Il ricorrente chiede altresì che il Tribunale adito dichiari l’obbligo dell’Amministrazione di adottare i provvedimenti conclusivi del procedimento che definitivamente producano il trasferimento della proprietà, in capo ad essa, dei suoi beni irreversibilmente trasformati;o che dichiari giudizialmente l’avvenuto trasferimento del diritto di proprietà.
1.1. La domanda giudiziale volta ad ottenere il risarcimento del danno è fondata ;e pertanto - limitatamente alla questione relativa al c.d. “an debeatur”, e riservata al definitivo ogni decisione circa il c.d. “quantum debetur” - può essere immediatamente accolta con pronunzia parziale (ai sensi dell’art.36, 2° comma, del c.p.a.), per le ragioni che si passa ad esporre.
L’ eccezione secondo cui l’azione risarcitoria si sarebbe prescritta , non può essere condivisa.
Il diritto al risarcimento non può essersi prescritto in quanto il termine preclusivo non è mai decorso ( rectius: non ha mai iniziato a decorrere ).

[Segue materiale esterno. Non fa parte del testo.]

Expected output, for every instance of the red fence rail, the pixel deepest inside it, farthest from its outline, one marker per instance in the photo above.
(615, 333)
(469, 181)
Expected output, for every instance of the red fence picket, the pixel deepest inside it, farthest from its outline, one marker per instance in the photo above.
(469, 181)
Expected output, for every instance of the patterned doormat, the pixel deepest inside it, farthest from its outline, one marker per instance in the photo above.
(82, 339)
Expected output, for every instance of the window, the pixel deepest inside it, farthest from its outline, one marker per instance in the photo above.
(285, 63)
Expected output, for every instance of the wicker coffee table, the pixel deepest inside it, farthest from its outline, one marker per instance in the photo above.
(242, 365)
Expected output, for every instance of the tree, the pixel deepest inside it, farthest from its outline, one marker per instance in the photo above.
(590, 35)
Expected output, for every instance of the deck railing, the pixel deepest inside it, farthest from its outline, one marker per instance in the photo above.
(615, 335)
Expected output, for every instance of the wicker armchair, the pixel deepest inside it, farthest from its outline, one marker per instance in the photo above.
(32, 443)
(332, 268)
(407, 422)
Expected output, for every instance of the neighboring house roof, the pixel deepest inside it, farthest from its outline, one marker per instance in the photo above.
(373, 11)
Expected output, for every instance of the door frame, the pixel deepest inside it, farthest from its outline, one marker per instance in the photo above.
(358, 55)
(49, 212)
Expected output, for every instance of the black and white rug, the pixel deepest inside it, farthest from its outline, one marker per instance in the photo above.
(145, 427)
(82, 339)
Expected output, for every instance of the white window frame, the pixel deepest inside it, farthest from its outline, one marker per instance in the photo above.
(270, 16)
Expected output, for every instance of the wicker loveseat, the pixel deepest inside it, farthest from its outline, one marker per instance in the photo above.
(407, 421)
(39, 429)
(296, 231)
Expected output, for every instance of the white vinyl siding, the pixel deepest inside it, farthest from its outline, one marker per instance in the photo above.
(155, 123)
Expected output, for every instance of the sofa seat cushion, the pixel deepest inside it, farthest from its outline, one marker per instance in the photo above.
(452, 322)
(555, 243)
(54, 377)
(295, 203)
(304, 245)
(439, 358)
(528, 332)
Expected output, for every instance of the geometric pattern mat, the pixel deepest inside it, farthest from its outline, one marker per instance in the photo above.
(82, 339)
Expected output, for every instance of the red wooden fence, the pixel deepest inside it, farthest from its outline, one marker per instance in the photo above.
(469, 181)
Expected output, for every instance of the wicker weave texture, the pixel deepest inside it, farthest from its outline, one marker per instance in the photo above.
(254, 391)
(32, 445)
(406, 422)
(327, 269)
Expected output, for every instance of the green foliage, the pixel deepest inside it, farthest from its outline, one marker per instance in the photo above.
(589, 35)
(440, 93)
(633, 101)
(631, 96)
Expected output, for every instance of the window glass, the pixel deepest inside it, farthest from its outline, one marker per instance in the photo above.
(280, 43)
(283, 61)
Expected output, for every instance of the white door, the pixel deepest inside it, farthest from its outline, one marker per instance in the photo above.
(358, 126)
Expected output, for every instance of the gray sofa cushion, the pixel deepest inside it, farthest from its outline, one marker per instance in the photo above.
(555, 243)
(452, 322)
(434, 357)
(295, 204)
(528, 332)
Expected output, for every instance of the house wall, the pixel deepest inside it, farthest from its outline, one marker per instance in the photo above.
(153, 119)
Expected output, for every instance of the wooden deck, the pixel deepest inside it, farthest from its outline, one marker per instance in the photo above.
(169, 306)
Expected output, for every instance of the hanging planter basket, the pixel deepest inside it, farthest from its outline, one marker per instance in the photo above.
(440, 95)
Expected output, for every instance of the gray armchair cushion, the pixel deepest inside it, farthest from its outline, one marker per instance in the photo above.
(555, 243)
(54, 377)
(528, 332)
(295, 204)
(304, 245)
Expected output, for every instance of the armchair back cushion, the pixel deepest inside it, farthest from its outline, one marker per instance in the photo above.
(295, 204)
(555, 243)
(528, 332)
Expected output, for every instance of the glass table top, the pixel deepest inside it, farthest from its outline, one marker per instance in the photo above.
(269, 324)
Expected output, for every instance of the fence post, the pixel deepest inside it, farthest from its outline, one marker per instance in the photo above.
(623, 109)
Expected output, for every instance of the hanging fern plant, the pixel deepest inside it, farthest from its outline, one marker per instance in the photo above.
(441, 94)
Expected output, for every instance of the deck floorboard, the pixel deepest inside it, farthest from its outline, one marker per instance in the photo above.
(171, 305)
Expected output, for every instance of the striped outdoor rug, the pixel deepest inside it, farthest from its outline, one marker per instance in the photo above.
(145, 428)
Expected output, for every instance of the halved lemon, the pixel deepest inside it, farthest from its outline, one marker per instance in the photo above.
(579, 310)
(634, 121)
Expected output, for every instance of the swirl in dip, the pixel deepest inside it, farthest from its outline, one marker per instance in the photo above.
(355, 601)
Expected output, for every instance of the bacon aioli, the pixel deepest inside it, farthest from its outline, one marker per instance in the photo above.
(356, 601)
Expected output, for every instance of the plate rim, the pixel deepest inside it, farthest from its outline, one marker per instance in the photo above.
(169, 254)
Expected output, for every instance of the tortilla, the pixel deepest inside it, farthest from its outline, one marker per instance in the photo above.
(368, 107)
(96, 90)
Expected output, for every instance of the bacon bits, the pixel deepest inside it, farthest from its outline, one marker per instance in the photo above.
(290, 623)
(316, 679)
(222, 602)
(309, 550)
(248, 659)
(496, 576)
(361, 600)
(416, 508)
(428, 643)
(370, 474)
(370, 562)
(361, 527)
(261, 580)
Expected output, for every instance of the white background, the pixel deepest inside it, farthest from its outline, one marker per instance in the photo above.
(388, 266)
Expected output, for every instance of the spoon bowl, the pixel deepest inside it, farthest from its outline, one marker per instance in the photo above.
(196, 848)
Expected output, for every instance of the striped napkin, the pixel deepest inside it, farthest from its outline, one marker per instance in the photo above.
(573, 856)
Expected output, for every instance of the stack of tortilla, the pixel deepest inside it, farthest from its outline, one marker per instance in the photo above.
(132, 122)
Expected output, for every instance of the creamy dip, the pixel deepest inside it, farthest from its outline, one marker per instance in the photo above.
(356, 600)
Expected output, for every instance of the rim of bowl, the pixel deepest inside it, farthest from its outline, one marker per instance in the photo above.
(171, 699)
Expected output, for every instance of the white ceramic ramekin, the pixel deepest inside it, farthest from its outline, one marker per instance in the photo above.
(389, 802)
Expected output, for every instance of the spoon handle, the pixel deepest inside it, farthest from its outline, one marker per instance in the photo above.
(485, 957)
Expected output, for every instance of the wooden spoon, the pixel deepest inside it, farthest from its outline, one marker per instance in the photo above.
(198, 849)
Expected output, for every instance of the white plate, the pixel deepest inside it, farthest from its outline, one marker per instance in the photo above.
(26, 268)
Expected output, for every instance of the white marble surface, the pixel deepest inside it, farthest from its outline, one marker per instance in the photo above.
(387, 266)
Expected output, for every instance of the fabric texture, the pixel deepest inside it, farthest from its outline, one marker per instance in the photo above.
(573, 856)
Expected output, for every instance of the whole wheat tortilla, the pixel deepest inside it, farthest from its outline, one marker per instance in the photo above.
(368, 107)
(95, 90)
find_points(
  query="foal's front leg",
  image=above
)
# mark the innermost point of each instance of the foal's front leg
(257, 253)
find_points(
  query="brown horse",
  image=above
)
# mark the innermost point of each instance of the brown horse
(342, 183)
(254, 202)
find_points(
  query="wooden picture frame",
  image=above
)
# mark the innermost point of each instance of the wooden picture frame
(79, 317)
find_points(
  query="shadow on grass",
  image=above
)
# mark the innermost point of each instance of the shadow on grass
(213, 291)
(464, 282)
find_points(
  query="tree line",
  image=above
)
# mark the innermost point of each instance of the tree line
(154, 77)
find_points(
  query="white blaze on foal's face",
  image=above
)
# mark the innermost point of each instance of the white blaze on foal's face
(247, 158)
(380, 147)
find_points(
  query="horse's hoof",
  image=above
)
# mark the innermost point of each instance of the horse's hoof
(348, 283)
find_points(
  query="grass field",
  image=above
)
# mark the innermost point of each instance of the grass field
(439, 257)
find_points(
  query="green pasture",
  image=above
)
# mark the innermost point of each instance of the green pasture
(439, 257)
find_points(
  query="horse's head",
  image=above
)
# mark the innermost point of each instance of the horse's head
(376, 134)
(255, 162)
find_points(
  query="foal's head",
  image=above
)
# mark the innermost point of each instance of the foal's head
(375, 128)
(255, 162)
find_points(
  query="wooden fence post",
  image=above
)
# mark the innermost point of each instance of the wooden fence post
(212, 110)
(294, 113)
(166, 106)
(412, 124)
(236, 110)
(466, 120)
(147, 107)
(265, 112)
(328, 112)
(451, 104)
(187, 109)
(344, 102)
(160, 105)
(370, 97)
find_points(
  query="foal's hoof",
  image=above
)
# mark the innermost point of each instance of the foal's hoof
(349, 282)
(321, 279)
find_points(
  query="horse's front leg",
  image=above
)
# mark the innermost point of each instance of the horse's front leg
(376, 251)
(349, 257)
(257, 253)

La più recente giurisprudenza afferma, infatti, al riguardo, che a seguito dell’entrata in vigore dell’istituto dell’ acquisizione sanante di cui all’art.43 del DPR 8 giugno 2001, n.327, in caso di occupazione sine titulo a fini espropriativi, “l’illecito permane fino alla restituzione dell’immobile ovvero al sopravvenire di un formale atto di acquisizione, con la conseguenza che fino a tale momento non inizia a decorrere il termine di prescrizione dell’azione di risarcimento del danno sofferto …” (CS, IV^, 7.4.2010 n.1983;Cfr., al riguardo, anche CS, IV^, 15.9.2009 n.5523;Id., 4.12.2008 n.5984).
1.1.2. Quanto al merito della causa (pretesa risarcitoria), non può essere ignorato che tanto dai documenti prodotti dal ricorrente, quanto da quelli prodotti dalla stessa Amministrazione resistente, risulta incontrovertibilmente che il procedimento ablatorio, iniziato nel 1980 con la dichiarazione di pubblica utilità, necessità ed urgenza delle opere - di cui alla delibera di GM n.183 del 17.7.1980 (in atti) - non si è mai definitivamente concluso con il formale decreto di espropriazione, atto costitutivo del nuovo diritto di proprietà in capo all’espropriante.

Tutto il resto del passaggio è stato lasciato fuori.